I ask myself, “What of the 25 Palestinians who lost their lives because of the cycle of violence?” What of the humiliating nature of all targeted killings of a people held under the control of the occupier for over forty years? After all, only one side, the occupier, has the power and control over the other side. I know this matters to Rabbi Hartman, since I know the man. My fear is that he doesn’t mention in his op-ed the Palestinians killed because he knows that most of his audience don’t really care about them, and that his “moderate” message will be rejected as too “bleeding-heart liberal” if he mentions them.

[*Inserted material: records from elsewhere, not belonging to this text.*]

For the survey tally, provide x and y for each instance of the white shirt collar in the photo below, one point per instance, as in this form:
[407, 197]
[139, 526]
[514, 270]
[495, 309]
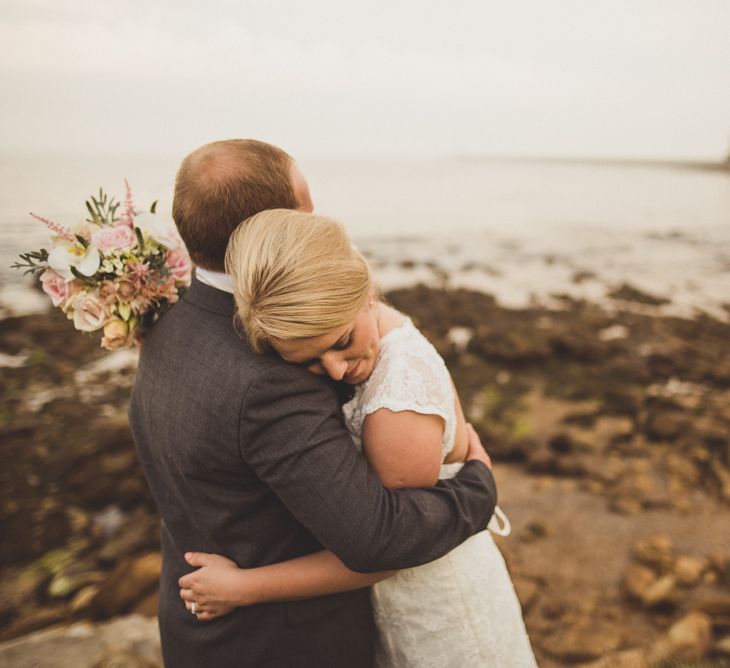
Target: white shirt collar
[215, 279]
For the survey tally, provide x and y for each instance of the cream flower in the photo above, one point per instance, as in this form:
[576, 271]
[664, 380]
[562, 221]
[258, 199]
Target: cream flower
[88, 312]
[66, 255]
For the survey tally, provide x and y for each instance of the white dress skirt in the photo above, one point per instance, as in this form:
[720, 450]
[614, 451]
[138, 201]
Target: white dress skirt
[460, 610]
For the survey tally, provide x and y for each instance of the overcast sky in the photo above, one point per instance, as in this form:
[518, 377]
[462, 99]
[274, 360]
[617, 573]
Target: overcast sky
[635, 78]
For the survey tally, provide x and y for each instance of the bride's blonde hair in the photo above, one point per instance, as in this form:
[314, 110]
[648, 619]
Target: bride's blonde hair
[295, 276]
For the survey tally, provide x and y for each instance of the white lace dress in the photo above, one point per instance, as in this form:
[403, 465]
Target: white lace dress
[460, 610]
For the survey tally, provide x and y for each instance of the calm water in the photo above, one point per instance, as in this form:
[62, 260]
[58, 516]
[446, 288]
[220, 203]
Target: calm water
[522, 230]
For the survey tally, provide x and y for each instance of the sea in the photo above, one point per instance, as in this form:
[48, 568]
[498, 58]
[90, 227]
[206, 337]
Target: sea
[526, 231]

As for the “Jewish angle” of tikkun olam and extrajudicial killings. Even had I agreed with his analysis, which I do not, I would have preferred that Rabbi Hartman appeal to the principle of wiping out the seed of Amalek, which Maimonides sees as wiping out evil. Seeing extrajudicial killings within the framework of tikkun olam is wrong for two reasons. First, the phrase nowadays is used by many liberal Jews to denote social action in the service of liberal causes, often outside the Jewish community. So these Jews cannot but be offended by extending it to morally controversial issues such as extra judicial killing. Second, in its original intent in the Jewish code of law, the Mishnah, the phrase tikkun olam was used to justify new edicts that provide for harmonious social relations where existing rabbinic law failed to do so. States that engage in practices that violate conventions and norms such as the law of war do not repair society but rip it apart. They provide justification for other states, and non-state actors, to do the same. Such practices place a state outside of the olam, the “world” it is purporting to repair – and, lowers it to the status of an outlaw state, a rogue state, a terrorist-state.
Finally, I appreciate Rabbi Hartman’s desire to restrain the all-too-human impulse for revenge and destruction and demonization of the enemy that Israelis – like all peoples –feel when they are threatened. Rabbi Hartman is following in the footsteps of Aaron, “who loved peace and pursued peace” among Jews. But we should also remember that Aaron desired Jewish peace so much that he was willing to help the Jews forge the Golden Calf. In doing so, he channeled their destructive impulses into something less destructive and bought time until Moses could return. But that well-intentioned move also led to their rejection of God’s messenger for the sake of an idol.